Potential impacts and concerns

Entertainment and creative output

  • Risk of fewer films and less experimentation: Consolidation could favor safe, franchise-driven content over risky, artistically-driven projects.
  • Studio production cuts: Ellison has promised output targets (e.g., “15 movies” per studio), but skeptics worry those won’t materialize amid debt pressures and possible layoffs.

Jobs and the Hollywood ecosystem

  • Further corporate cost-cutting could lead to layoffs across writers, crew, support services and independent businesses that depend on Hollywood production.
  • Industry is already weakened by COVID shutdowns, the 2023 strikes, and talent/worker migration to other states or industries.

News independence and political influence

  • Ownership of multiple major news outlets by the same family raises concerns about reduced editorial diversity and potential political bias, especially given Larry Ellison’s closeness to Trump.
  • Past reporting at CBS News/CBS Evening News and 60 Minutes has been tough on Trump; how that changes under new ownership is uncertain.

Consumer costs and market competition

  • Fewer large independent studios/streamers could mean higher subscription prices and less competitive pressure to produce high-quality content.
  • Many mega-mergers historically haven’t created the promised synergies (AOL-Time Warner cited as a cautionary example).

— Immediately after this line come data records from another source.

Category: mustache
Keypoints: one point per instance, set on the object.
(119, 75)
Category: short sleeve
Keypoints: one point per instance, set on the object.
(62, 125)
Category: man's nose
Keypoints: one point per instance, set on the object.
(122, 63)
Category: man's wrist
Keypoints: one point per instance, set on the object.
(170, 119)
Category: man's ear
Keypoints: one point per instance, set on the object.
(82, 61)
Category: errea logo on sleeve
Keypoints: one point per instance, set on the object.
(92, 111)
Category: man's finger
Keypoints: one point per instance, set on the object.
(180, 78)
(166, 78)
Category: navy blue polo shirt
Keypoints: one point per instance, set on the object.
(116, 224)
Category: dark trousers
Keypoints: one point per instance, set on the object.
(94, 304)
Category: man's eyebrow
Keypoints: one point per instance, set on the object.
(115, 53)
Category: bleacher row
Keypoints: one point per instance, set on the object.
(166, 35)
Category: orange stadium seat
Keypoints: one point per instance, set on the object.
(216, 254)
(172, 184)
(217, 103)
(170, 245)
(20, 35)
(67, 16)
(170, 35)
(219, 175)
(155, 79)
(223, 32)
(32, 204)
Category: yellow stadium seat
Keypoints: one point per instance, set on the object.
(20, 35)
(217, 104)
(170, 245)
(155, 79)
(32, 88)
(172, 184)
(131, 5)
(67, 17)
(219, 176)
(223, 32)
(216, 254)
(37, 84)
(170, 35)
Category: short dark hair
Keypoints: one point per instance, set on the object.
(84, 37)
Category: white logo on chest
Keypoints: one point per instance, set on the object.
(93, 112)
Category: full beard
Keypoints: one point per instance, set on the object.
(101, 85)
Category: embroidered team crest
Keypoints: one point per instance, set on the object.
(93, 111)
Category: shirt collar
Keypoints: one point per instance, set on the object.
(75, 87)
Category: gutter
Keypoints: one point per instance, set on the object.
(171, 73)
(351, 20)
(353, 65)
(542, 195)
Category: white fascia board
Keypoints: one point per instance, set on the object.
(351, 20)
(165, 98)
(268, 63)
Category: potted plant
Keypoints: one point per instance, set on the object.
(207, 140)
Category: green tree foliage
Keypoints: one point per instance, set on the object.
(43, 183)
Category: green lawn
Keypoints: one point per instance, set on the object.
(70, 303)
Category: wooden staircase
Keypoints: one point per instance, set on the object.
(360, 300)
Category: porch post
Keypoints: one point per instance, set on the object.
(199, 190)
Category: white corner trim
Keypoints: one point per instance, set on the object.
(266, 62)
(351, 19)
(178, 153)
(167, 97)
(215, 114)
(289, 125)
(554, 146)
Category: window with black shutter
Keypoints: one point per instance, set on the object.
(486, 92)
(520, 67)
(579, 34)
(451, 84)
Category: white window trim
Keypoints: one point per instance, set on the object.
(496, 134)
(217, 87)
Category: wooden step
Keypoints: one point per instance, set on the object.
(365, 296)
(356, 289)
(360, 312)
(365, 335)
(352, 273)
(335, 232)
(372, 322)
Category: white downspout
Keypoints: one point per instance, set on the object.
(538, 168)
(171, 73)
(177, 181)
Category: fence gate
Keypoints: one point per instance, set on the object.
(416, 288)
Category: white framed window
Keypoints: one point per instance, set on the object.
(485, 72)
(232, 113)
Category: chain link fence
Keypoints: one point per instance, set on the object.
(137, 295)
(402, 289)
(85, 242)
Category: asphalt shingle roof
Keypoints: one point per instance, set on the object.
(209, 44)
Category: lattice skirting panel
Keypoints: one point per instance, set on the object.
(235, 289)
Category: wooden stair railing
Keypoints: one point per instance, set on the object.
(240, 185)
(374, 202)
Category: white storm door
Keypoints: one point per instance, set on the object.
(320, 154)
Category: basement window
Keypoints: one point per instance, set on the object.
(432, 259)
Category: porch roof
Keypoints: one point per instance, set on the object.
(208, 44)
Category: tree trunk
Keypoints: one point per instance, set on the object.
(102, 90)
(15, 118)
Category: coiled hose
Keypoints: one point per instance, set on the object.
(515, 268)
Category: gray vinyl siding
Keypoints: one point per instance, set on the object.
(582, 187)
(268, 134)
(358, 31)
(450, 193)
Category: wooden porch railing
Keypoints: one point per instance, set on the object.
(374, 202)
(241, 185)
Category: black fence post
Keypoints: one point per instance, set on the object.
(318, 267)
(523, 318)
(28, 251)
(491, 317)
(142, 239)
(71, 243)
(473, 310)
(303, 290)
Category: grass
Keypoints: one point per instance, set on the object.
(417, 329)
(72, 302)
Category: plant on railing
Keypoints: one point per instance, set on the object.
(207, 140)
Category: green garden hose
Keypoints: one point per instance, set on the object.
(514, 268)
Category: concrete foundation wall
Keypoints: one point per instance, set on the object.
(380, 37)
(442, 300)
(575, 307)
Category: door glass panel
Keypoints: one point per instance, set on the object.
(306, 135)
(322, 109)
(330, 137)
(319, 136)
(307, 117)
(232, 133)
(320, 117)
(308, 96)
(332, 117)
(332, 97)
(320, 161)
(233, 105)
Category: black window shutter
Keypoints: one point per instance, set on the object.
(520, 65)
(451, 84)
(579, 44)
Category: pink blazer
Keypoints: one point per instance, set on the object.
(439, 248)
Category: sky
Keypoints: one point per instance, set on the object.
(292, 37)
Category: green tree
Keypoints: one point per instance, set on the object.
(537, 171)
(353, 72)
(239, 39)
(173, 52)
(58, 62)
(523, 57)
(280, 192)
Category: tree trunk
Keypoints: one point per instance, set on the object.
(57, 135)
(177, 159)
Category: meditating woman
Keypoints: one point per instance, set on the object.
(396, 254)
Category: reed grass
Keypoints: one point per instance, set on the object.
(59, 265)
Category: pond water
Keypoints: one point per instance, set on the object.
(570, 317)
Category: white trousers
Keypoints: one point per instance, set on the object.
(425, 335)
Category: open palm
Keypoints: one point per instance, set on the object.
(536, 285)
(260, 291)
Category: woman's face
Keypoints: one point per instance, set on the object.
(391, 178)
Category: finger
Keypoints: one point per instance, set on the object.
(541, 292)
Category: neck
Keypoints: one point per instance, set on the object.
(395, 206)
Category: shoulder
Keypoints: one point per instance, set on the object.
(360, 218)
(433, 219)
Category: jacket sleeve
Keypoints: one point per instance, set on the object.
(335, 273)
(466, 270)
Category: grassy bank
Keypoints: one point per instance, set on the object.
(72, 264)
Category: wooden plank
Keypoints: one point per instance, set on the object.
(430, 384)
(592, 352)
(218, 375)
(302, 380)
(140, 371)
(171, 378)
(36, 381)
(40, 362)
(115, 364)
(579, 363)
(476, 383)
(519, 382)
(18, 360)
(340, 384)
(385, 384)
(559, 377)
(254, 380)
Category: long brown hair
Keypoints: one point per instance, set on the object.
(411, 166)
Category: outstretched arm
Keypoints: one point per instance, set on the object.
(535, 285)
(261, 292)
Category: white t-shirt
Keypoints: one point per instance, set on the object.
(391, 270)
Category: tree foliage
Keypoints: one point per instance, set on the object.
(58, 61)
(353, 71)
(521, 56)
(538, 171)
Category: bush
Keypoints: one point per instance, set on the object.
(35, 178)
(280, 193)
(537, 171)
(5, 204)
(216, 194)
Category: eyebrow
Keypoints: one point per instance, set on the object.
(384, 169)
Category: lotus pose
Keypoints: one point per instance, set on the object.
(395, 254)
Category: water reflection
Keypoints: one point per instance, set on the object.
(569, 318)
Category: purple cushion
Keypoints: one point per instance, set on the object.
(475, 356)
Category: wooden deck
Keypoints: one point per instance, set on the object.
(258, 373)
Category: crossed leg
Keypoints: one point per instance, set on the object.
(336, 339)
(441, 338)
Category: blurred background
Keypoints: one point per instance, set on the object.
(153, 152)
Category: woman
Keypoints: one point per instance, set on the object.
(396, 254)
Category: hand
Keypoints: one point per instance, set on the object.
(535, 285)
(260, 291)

Data, surveillance and commercial leverage

  • Oracle’s data capabilities raise the prospect of tightly linking viewing behavior, purchases, and demographics to build commercial models — valuable for advertisers and retailers.
  • This aggregation amplifies concerns about privacy, targeted advertising, and economic power.

Industry context: post-COVID and post-strikes

  • The entertainment industry remains in flux: production slowed during COVID, strikes highlighted disputes over AI, compensation and streaming residuals, and many people have left the business.
  • Unions continue to negotiate; another round of cuts or consolidation could hasten industry decline or a shift of production hubs away from Los Angeles.

Soft power implications

  • Hollywood’s legacy studios historically shaped global perceptions of America; consolidation could change which stories get told and how broadly they are exported.
  • Fewer, more centralized gatekeepers risk reducing cultural diversity of content and the opportunity for new filmmakers to be discovered and supported.

Notable quotes / illustrative lines from the episode

  • “Are you OK with one family having that much control over the media you watch?” — framing the core democratic, cultural and economic question.
  • Comparison to Succession: David and Larry Ellison invoked as real-world echoes of media‑dynasty power struggles depicted in pop culture.
  • “The Paramount deal is like a shotgun wedding with your dumb cousin. I worried about the health of the children.” — quote from Gregory Orr (great-grandson of Warner founder) expressing fear about preserving the studio legacy.

What to watch next (action items / indicators)

  • Regulatory review outcomes: Do federal regulators approve the deal, and under what conditions?
  • Layoff announcements and production cuts at merged entities.
  • Changes in editorial leadership or reporting priorities at CNN and CBS News.
  • Any rollback on DEI commitments or other corporate policy shifts promised to regulators/administration.
  • Data-sharing and privacy disclosures tied to Oracle or streaming platforms.
  • Studio release slate changes: fewer original/independent films and more franchise sequels or cross-promotional content.

Bottom line

This deal is more than a corporate transaction: it touches creative output, jobs, consumer costs, media pluralism and political influence. The consolidation of major studios, newsrooms and powerful data infrastructure under one family-backed enterprise raises questions about who controls storytelling, how news is presented, and how audience data is used — all with real consequences for culture, democracy and the economy.